Bombardato da una raffica di domande, Ernesto supera brillantemente la prima parte dell’esame: ha l’età giusta per il matrimonio, ha di che vivere più che decorosamente, possiede denaro a sufficienza, è proprietario di una casa in campagna e di un’altra in città, è un buon reazionario-progressista, uno di quei conservatori che la nobildonna spesso e volentieri ospita a cena -o dopo cena, non ha importanza-.

I guai iniziano per lui quando lady Bracknell gli chiede della famiglia: chi è suo padre?  E sua madre? Morti entrambi? Questo è troppo: si può accettare che si perda un genitore, ma perderli entrambi è eversivo. In che senso è stato trovato? E da chi? In una borsa da viaggio rinvenuta presso la stazione? Sua figlia dovrebbe imparentarsi con una borsa da viaggio? Ma siamo seri! Ernesto si procuri in fretta dei parenti in modo da poterli esibire in pubblico!

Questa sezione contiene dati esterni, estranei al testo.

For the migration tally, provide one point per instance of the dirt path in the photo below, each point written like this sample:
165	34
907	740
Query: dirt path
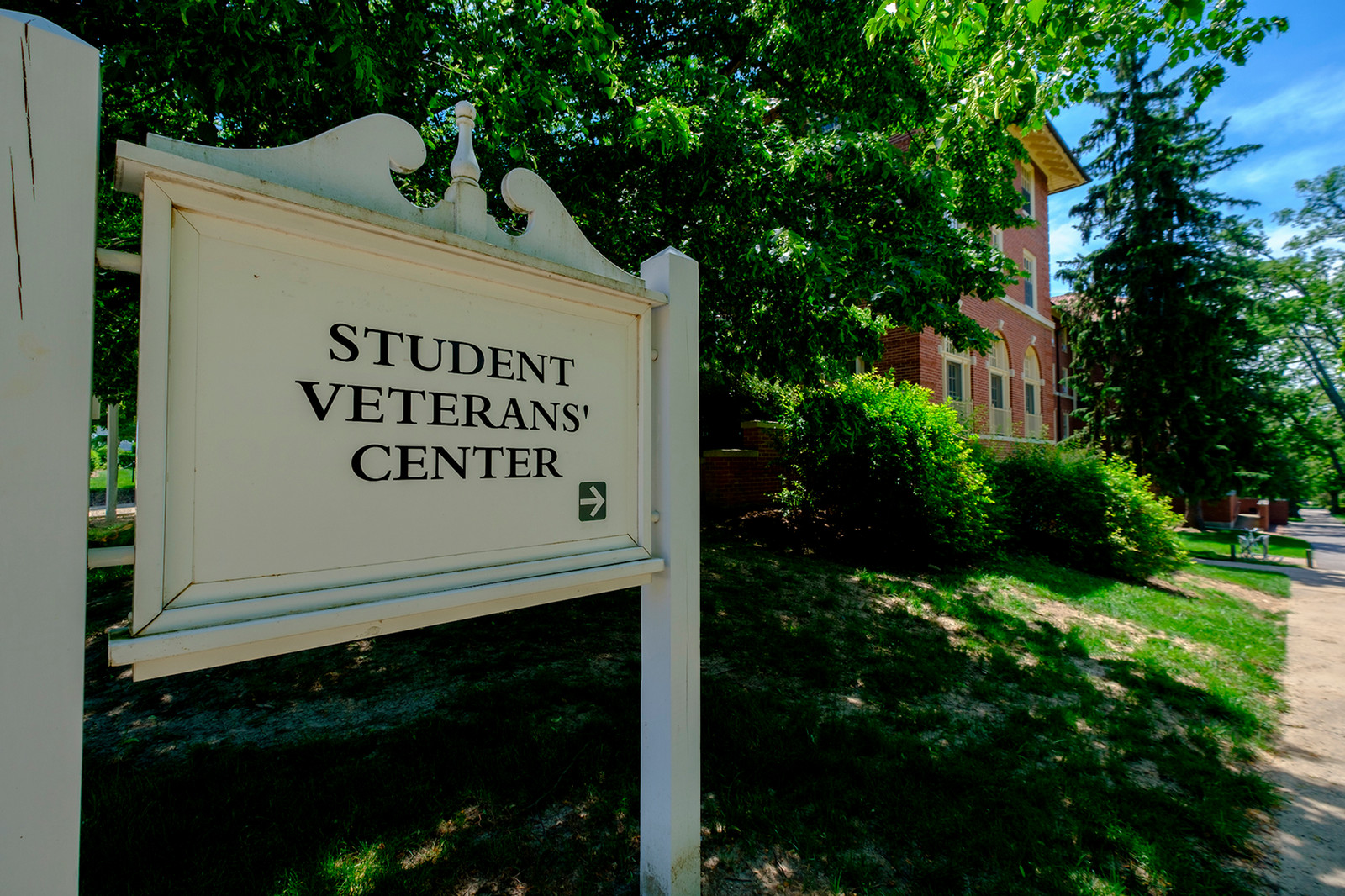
1311	762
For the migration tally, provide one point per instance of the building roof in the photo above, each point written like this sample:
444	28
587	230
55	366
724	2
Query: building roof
1051	154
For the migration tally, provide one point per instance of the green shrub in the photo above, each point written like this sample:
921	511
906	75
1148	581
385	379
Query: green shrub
1087	512
885	470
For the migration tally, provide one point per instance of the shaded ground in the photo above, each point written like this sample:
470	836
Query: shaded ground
1309	763
864	732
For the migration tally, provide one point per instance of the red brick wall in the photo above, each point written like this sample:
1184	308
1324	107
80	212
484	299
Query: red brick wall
919	356
1278	513
743	478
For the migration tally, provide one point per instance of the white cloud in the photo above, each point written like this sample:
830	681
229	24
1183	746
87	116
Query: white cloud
1264	174
1277	237
1316	104
1066	244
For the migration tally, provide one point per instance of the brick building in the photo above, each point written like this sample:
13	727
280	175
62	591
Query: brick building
1012	392
1066	398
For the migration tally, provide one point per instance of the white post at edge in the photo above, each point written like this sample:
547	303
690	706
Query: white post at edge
49	159
670	609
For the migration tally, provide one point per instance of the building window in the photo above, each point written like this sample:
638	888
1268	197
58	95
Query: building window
1029	282
1032	396
997	365
955	383
1029	190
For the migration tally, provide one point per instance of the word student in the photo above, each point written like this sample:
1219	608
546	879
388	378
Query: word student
463	358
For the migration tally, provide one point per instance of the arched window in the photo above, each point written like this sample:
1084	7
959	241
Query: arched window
1032	394
957	380
997	366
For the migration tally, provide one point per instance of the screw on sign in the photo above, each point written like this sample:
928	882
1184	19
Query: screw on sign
592	501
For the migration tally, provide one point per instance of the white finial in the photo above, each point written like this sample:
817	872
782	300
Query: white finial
464	161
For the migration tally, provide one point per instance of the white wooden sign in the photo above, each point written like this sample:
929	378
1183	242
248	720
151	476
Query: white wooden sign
356	416
356	421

Gli stereotipi, i pregiudizi, il conformismo della nobiltà del tempo sono qui tutti presenti
 
La comicità dell’intera commedia è tuttavia nei dialoghi: la parola è disancorata dai fatti, la battuta prevale sull’azione in un gioco linguistico farneticante che anticipa le caratteristiche del teatro dell’assurdo.
 

L’epilogo


In un alternarsi di surreali equivoci, la storia giunge al suo epilogo con un paradossale colpo di scena: la signora Bracknell riconosce nell’istruttrice di Cecyl, certa Miss Prism, la governante che molti anni prima era al servizio della propria sorella nonché madre di Algernon.
Incaricata di portare a spasso l’ultimo nato, fratello minore di Algernon, Miss Prism per errore aveva sistemato il bimbo in una borsa di cuoio che avrebbe dovuto accogliere il manoscritto di un’opera di narrativa, mentre il manoscritto era finito nella carrozzella.
Quando più tardi si era accorta dell’errore, Miss Prism terrorizzata aveva abbandonato la carrozzella ed era fuggita.


Jack ora sa chi è. 

Ma non è finita qui: il nome impostogli alla nascita è Ernesto.


Una vera fortuna per lui: adesso può sposare la sua Gwendolen avendo la coscienza a posto… da vero Ernesto.